Al amanecer, cuando se despertaron, Mastodonte ya se había levantado y vigilaba expectante los alrededores del campamento:  

―¡Viene gente!  

―¿Cuántos son? ―preguntó Orlando.  

―Muchos. Demasiados… Mirad allí…  

Los cuatro compañeros clavaron su mirada en la dirección que les indicaba y se quedaron sorprendidos. Una larga fila, compuesta por cientos de hombres, mujeres y niños, avanzaba lentamente sobre el manto blanco.  

―Vienen hacia aquí ―dijo Halcón.  

―Debemos escondernos ―propuso Mastodonte―. No me gusta. Son demasiados y no sabemos qué intenciones traen.

―No te preocupes –respondió Johanus-. Te aseguro que nadie te hará daño. Mi espada lo impedirá.  

A pesar de todo, Mastodonte se mostró muy nervioso.  

―No dejemos que se nos acerquen ―pidió.  

―No podemos impedirlo ―dijo Katania―. Pero parecen inofensivos. No veo soldados entre ellos y traen pocas armas, por lo que puedo distinguir.  

―Las armas no me preocupan ―murmuró el gigante―. Sus palabras y su miedo son más peligrosos.  

La masa humana se acercó implacable, como si siguiera un camino invisible, que le llevaba directamente al pequeño campamento.  

Cuando estuvieron cerca, un hombre se separó del grupo y se acercó.  

―Me llamo Westaker y dirijo esta caravana. Nos dirigimos a las montañas nevadas.  

―¿Sabéis que allí no hay apenas comida? ―dijo Orlando.  

―Lo sabemos, pero es la mejor opción. Huimos de la peste. Hay una plaga que ya ha matado a miles de personas. Nada puede curarla, Ni rezos, ni hechizos, ni sacrificios… Es la peste mortal e implacable. Dicen que es cosa de los hechiceros.  

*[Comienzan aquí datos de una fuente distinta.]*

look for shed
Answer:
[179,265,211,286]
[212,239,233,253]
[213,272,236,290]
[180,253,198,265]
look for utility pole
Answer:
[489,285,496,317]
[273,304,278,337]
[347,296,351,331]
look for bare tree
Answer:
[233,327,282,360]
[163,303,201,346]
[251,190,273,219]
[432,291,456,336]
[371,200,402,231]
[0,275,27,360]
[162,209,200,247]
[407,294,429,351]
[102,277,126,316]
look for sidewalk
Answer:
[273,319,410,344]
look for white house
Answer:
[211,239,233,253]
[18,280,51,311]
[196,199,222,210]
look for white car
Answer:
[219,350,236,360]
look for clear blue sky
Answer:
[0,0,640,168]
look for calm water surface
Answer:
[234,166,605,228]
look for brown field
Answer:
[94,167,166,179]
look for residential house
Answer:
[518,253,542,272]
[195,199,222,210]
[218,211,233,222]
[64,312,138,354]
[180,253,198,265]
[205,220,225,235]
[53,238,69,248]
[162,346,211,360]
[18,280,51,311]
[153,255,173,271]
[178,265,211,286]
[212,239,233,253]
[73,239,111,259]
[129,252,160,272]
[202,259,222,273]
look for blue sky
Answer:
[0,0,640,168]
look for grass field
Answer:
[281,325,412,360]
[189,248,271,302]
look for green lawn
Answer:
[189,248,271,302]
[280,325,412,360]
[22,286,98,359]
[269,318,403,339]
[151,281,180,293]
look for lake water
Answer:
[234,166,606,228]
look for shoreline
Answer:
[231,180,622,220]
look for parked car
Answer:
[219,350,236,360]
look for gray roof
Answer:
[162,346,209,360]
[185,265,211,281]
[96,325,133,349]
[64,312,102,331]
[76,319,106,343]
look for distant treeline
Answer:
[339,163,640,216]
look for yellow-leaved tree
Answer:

―¿De qué hechiceros hablas? ―preguntó Halcón.  

―De los de Tritania. Un grupo ha matado a su jefe, Covánico, y han prometido vengarse. ¿Es que no os habéis enterado? -preguntó Westaker con repentina desconfianza.

―Nosotros no sabemos nada de eso ―explicó Halcón―. Venimos de lejos y tras un largo viaje.  

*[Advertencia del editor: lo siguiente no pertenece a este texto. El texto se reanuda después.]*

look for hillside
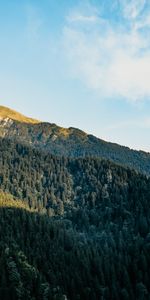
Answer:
[0,107,150,175]
[0,105,40,124]
[0,145,150,300]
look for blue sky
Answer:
[0,0,150,152]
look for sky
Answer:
[0,0,150,152]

 ―Pues debéis saber que los hechiceros de Tritania ellos les da lo mismo ―concluyó Westaker― quieren que todos paguemos por la muerte de Covánico. Con esa peste lo van a conseguir. Su furia no tiene límites.

Orlando y sus compañeros escucharon con asombro las explicaciones de Wesraker, pero no comprendían los motivos de alarma que esgrimía. Llevaban soportando los efectos de la peste desde muchos años.  

Entonces, Westaker se fijó en Orlando.  

―¿Eres un mutante?  

―No. Es simplemente el efecto de un hechizo ―respondió Orlando―. Y no soy contagioso.  

―Eso no se puede asegurar. Los hechizos se transmiten ―replicó Westaker, tras dar un paso atrás―. Pero no es asunto nuestro. Tenemos que seguir nuestro camino. Que os vaya bien. Adiós.  

Justo en ese momento, el desgarrador grito de un hombre rompió la tranquilidad.  

―¡Su hijo está infectado! -gritaba, mientras señalaba a una mujer que tenía un niño en brazos.

¡No es verdad! ―replicó la mujer―. ¡Mi hijo está sano!
―¡Tienen la peste! ―gritó un anciano―. ¡Nos van a contagiar a todos!
La acusada se apartó del grupo, protegiendo a su hijo, al que abrazaba con todas sus fuerzas.
 
Westaker miró a Orlando.

―¡Es culpa vuestra! Llevamos días sin contagios. Sois los culpables.  

―No, no, nosotros no tenemos la peste ―rebatió Katania―. Te juro que estamos sanos.  

La mujer se había separado del grupo y corría con su hijo en brazos. Estaba enloquecida y corría sin rumbo, gritando sin parar.  

Todos los miembros de la caravana retrocedieron aterrados. Ahora no les preocupaba el origen del contagio, lo único que interesaba era que no les contagiara a ellos.  

De repente, dos flechas salieron de la multitud: una acabó con la mujer y la otra eliminó al niño. Después, se hizo un silencio sepulcral.  

Sin decir una palabra, Westaker levantó el brazo y todos empezaron a caminar para alejarse del lugar, dejando los dos cadáveres sobre la nieve enrojecida.